Teodora placed her offering to Pachamama upon the burning pyre, asking blessings on her family and the family’s business. I offered hot chocolate and bread to my stomach, begging it to stop growling. My stomach was appeased; we’re still waiting on Pachamama.

Copacabana residents await the first rays of light.

A distinct strength of Latin culture is community – commune + unity. The whole town climbed the hill, even the Catholic priest, who maybe didn’t approve of the constant perpetuation of pagan traditions, but who attended because he’s a member of the community. In my wanderings in Copacabana, I mostly just saw tourists and shopkeepers, but hundreds of people came for this annual event.

There were clouds in the sky, so the sun was fashionably late to his own party. As the moment neared, we all stretched our palms toward the horizon, thinking about the past year and everything that was bad and good. The sun’s rays peeked at us through a small opening between distant mountains and the clouds, the sunlight hitting our open palms. I asked myself, “What great things will you do this year? What new light will you bring to yourself and the world?” The main worries that constantly circulate my brain always center around three things: Do I love God enough? Will I find someone that I can love for the rest of my life and beyond? Will I be able to provide for that someone and the children we will raise?

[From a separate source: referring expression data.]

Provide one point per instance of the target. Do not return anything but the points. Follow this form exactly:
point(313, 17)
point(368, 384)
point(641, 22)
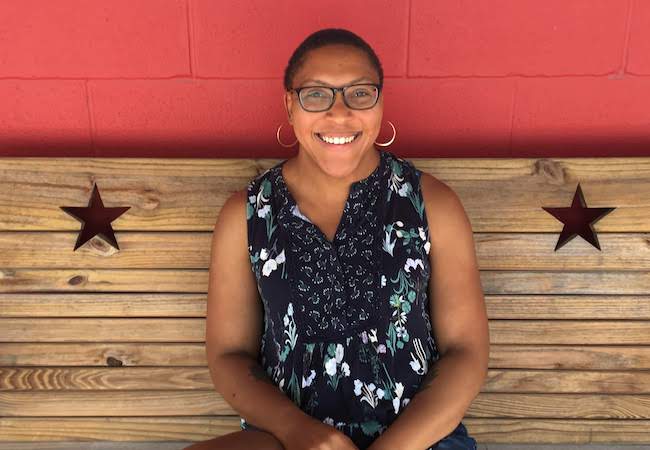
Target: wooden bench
point(101, 344)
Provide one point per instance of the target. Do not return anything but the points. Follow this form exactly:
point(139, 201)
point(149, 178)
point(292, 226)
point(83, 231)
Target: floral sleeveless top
point(347, 334)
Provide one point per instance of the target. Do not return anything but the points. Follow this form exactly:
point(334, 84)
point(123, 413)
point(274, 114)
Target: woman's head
point(336, 58)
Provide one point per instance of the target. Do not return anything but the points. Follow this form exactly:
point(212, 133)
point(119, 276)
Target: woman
point(320, 331)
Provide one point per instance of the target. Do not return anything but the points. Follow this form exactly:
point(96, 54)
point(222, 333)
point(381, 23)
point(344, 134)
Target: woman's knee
point(243, 439)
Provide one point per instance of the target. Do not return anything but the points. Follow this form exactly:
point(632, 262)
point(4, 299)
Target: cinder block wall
point(186, 78)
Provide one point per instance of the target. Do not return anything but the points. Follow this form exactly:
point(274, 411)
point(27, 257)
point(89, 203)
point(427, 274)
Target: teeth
point(337, 140)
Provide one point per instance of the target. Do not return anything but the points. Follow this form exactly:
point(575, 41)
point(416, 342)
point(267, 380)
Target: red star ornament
point(96, 219)
point(578, 220)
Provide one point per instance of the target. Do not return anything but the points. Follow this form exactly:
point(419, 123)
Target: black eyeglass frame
point(334, 91)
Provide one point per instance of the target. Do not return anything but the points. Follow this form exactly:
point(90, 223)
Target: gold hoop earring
point(278, 137)
point(386, 144)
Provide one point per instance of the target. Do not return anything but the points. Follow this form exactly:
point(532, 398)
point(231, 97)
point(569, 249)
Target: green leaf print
point(370, 427)
point(392, 338)
point(294, 389)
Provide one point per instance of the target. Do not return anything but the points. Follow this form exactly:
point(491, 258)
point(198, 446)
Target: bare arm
point(460, 324)
point(234, 324)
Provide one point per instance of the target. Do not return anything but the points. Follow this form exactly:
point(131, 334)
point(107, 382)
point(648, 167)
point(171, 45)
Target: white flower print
point(367, 393)
point(412, 263)
point(346, 369)
point(405, 189)
point(388, 245)
point(291, 331)
point(335, 353)
point(260, 197)
point(419, 363)
point(399, 390)
point(263, 211)
point(269, 266)
point(309, 379)
point(339, 353)
point(330, 367)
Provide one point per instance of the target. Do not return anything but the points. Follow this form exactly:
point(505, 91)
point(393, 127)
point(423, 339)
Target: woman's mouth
point(338, 141)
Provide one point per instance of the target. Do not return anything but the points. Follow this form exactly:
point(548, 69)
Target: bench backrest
point(108, 344)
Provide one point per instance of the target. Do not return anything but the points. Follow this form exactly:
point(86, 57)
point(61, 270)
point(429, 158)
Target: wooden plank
point(172, 354)
point(196, 281)
point(108, 354)
point(164, 194)
point(567, 332)
point(134, 430)
point(129, 429)
point(87, 304)
point(191, 250)
point(587, 357)
point(209, 402)
point(191, 378)
point(499, 194)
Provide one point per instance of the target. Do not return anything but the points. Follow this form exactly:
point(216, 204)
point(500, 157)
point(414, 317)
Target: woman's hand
point(311, 434)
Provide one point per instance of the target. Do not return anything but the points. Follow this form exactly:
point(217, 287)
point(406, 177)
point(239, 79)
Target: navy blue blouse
point(347, 334)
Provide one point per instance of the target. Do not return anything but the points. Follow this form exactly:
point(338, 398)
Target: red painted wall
point(203, 78)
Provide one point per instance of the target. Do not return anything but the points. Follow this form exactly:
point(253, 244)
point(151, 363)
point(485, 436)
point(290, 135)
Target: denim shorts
point(458, 439)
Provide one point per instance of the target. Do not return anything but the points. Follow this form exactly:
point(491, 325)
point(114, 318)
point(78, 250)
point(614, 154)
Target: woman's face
point(336, 66)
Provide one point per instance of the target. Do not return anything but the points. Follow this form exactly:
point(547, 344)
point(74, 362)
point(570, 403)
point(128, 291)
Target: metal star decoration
point(96, 219)
point(578, 220)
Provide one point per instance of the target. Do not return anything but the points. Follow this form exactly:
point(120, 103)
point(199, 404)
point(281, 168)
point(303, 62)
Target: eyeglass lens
point(360, 96)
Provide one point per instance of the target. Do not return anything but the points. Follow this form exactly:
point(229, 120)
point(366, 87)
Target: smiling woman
point(320, 325)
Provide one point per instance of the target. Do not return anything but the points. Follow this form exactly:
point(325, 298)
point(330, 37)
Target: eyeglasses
point(321, 98)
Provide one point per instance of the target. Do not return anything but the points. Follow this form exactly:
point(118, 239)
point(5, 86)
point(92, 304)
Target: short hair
point(321, 38)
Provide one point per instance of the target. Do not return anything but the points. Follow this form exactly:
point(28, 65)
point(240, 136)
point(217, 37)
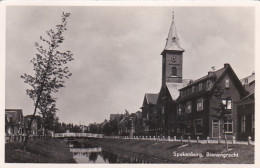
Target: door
point(215, 128)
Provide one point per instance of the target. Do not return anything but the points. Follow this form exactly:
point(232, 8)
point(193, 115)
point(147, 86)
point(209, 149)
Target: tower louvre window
point(227, 83)
point(243, 123)
point(174, 71)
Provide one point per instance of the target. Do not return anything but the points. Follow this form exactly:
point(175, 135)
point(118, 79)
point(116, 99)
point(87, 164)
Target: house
point(198, 111)
point(116, 117)
point(246, 110)
point(204, 107)
point(14, 122)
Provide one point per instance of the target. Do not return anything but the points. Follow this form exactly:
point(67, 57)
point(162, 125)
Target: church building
point(204, 107)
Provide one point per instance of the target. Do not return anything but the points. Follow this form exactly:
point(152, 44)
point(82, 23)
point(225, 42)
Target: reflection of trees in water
point(121, 158)
point(93, 156)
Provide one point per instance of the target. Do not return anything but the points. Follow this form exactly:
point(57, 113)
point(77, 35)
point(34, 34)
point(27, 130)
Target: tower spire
point(172, 41)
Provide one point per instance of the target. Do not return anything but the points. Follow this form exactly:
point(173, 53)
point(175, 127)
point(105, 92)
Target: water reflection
point(97, 155)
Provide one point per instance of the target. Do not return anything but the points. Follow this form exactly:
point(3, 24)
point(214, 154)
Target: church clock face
point(173, 59)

Although the ceremony was cut short by the pesky clouds, the community stayed on the hilltop to talk, eat, burn things, and instill traditions in their children. I was one of the first to leave, in a hurry to catch my bus back to Cochabamba. Maybe it was the centuries old stone steps that I walked on the way down. Or maybe it was the kindness of the hot chocolate that stirred in my belly. Who know, it could even have been the sunlight on my palms. But I was contemplative during the hike down. I had thought about my unchangeable past, and worried about the future. Will this little hilltop change me?